A Welsh Country Wedding


The first week of June and the foxgloves are coming out in their cathedral spire-like glory.
After the blaze of cerulean blue from the bluebells in the bottom of the hedges we are now lifting our eyes up to these gorgeous puce pinnacles as they fill up every corner of wild banks. They are particularly welcome on areas of disturbed ground such as the new bank behind the holiday cottage where they are giving an amazing display. Being primary colonisers they just appear in their masses with no effort on my part to create such a wonderful planting scheme!

At the weekend the Farmer & I attended the wedding of some friends which took place at the Ceridwen Centre (www.ceridwencentre.co.uk, www.welshgreenweddings.co.uk) a lovely wedding venue just ten minutes drive from the farm.
Our friends G. & R. had a perfect day (despite dire weather forecasts which fortunately proved to be very wrong)with sun shining and all their guest able to relax out of doors gazing at the stunning views across the valley.
The Ceridwen Centre has a very pretty little walled garden with a beautiful wooden structure, rather hobbit-y in appearance, for marriage ceremonies to take place in, however the registrar who it seems has the power to make such decsions said that because of the risk of rain the ceremony had to take place indoors. So we all trooped into what had been the old dairy in the days when the centre was working farm. It had of course been decorated in case of such an eventuality and was fine.
The bride came in with her father to Jimmy Durante singing 'Make Someone Happy' and then bride & groom exited to The Carpenters singing 'Top of the World'...all rather good fun & certainly original.
The bride is an expert on renovating old buildings (she is know as G...the Lime due to her encyclopaedic knowledge of the uses of lime mortar, putty, plaster etc.) and during the service the poem 'Scaffolding' by Seamus Heaney wholly apporiately, was read out. (Look it up.) The service ended with reading of a Welsh poem 'Dau berson ydych heddiw, Ag un bywyd yn eich blaen' (roughly translated as 'Two people here today At the start of their lives together'.
It was all very simple & unfussy and happy.
The wedding feast was held in the magnificent double tipi with beautiful flowers decorating each table and very good organic food & wines served.
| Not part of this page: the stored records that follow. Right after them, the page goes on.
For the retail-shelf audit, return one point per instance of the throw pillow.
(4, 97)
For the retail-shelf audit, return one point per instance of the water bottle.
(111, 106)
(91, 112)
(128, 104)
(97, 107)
The Farmer as well as being a wedding-guest was also part of the Entertainment with the band he plays in providing the music for some Welsh folk-dancing. The caller, who knows all there is to know about Welsh traditional dances and much else besides in the field of Welsh folk culture, has years of experience in getting people up to dance and they did so with great gusto. After an hour & a half (!) of Welsh dancing the band retired to great applause to make way for the disco...the dancers not being a whit worn out by their previous exertions continued to bop away the night to 70's disco classics.